INFORMATION FOR PATIENTS — UpToDate offers two types of patient education materials, "The Basics" and "Beyond the Basics." The Basics patient education pieces are written in plain language, at the 5^th to 6^th grade reading level, and they answer the four or five key questions a patient might have about a given condition. These articles are best for patients who want a general overview and who prefer short, easy-to-read materials. Beyond the Basics patient education pieces are longer, more sophisticated, and more detailed. These articles are written at the 10^th to 12^th grade reading level and are best for patients who want in-depth information and are comfortable with some medical jargon.

Here are the patient education articles that are relevant to this topic. We encourage you to print or e-mail these topics to your patients. (You can also locate patient education articles on a variety of subjects by searching on "patient info" and the keyword(s) of interest.)

●Basics topics (see "Patient education: Osteoporosis (The Basics)" and "Patient education: Calcium and vitamin D for bone health (The Basics)")

●Beyond the Basics topics (see "Patient education: Osteoporosis prevention and treatment (Beyond the Basics)" and "Patient education: Calcium and vitamin D for bone health (Beyond the Basics)")

SUMMARY AND RECOMMENDATIONS

●Osteoporosis definition – Osteoporosis is characterized by low bone mass, microarchitectural disruption, and skeletal fragility, resulting in decreased bone strength and an increased risk of fracture. Decreased bone strength is related to many factors in addition to bone mineral density (BMD), including rates of bone formation and resorption (turnover), bone geometry (size and shape of bone), and microarchitecture (picture 1). (See 'Introduction' above.)

●Clinical manifestations – Osteoporosis has no clinical manifestations until there is a fracture. Complications of fractures include pain, deformity, disability, and loss of height. (See 'Clinical manifestations' above.)

●Diagnosis

•Fragility fracture – A clinical diagnosis of osteoporosis may be made in the presence of a fragility fracture, particularly at the spine, hip, wrist, humerus, rib, and pelvis, without measurement of BMD (algorithm 1).

•DXA – In the absence of a fragility fracture, BMD assessment by dual-energy x-ray absorptiometry (DXA) is the standard test to diagnose osteoporosis, according to the classification of the World Health Organization (WHO) (table 1). A DXA T-score ≤-2.5 is consistent with osteoporosis, whereas a T-score between -1 and -2.5 is low bone mass (osteopenia). (See 'Diagnosis' above.)

•High fracture risk – For patients without a history of fragility fracture and without a DXA T-score ≤-2.5, a clinical diagnosis of osteoporosis may also be made if there is a clear elevated risk for fracture.
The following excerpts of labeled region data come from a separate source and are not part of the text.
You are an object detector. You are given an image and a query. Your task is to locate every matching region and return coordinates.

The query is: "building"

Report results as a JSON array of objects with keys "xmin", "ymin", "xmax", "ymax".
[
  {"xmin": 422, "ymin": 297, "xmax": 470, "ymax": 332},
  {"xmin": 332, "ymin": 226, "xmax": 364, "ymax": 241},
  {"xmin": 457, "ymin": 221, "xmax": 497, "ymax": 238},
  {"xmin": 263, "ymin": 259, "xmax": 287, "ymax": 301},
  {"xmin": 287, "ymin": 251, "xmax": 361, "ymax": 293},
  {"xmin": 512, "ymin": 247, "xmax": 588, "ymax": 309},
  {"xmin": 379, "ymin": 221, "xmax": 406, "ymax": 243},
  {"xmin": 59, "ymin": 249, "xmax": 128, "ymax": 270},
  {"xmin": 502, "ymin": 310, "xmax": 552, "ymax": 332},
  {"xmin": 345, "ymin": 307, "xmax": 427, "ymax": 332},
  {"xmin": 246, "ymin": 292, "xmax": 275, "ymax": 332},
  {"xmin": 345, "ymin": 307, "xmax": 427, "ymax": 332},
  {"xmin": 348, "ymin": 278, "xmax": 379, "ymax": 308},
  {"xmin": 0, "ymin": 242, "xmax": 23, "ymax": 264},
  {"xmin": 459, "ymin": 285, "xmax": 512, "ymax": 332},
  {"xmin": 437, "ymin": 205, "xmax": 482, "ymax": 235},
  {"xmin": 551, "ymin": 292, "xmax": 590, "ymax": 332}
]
In the United States, for example, a clinical diagnosis of osteoporosis may be made when the Fracture Risk Assessment Tool (FRAX) 10-year probability of major osteoporotic fracture is ≥20 percent or the 10-year probability of hip fracture is ≥3 percent. (See 'Diagnosis' above.)

●Evaluation – All postmenopausal women with osteoporosis should have a history, physical examination, and basic laboratory evaluation. Initial laboratory studies should include a complete blood count (CBC), biochemistry profile, and 25-hydroxyvitamin D (25[OH]D). (See 'Evaluation' above.)

The need for additional laboratory evaluation depends upon the initial evaluation and Z-score (table 3). Women who have abnormalities on initial laboratory testing, suspicious findings on history and physical examination suggesting a secondary cause of osteoporosis, or Z-scores ≤-2 may require additional evaluation for these secondary causes (table 2). (See 'Additional evaluation' above.)

●Treatment – The treatment of osteoporosis in postmenopausal women is reviewed separately. (See "Overview of the management of low bone mass and osteoporosis in postmenopausal women".)

ACKNOWLEDGMENT — The UpToDate editorial staff acknowledges Marc K Drezner, MD, who contributed to an earlier version of this topic review.